One-dimensional central measures on numberings of ordered sets

TL;DR

This paper characterizes one-dimensional central measures on numberings of ideals in posets, especially multidimensional Young tableaux, providing a combinatorial proof of Thoma's theorem for these measures.

Contribution

It offers a complete description of one-dimensional central measures on poset ideals and introduces a new combinatorial proof of Thoma's theorem for these measures.

Findings

Complete description of one-dimensional central measures on poset ideals.

Proof that ergodic measures are determined by frequencies.

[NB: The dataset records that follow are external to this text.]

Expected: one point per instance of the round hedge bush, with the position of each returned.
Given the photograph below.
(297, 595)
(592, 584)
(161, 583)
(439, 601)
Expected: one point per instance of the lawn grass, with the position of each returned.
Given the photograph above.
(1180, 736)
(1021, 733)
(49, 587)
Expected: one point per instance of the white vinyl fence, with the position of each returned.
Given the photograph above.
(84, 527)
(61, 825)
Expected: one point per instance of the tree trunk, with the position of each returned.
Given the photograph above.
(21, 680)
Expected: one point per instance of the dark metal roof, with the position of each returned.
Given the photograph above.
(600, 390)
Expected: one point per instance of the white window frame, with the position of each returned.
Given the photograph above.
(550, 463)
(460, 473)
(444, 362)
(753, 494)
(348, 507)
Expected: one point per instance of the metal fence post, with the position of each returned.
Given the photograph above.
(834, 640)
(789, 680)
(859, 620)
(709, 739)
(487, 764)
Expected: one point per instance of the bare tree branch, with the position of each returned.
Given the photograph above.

First purely combinatorial proof of Thoma's theorem for certain measures.

Abstract

We describe one-dimensional central measures on numberings (tableaux) of ideals of partially ordered sets (posets). As the main example, we study the poset ${\Bbb Z}_+^d$ and the graph of its finite ideals, multidimensional Young tableaux; for $d=2$, it is the ordinary Young graph. The central measures are stratified by dimension; in the paper we give a complete description of the one-dimensional stratum and prove that every ergodic central measure is uniquely determined by its frequencies. The suggested method, in particular, gives the first purely combinatorial proof of E.~Thoma's theorem for one-dimensional central measures different from the Plancherel measure (which is of dimension~$2$).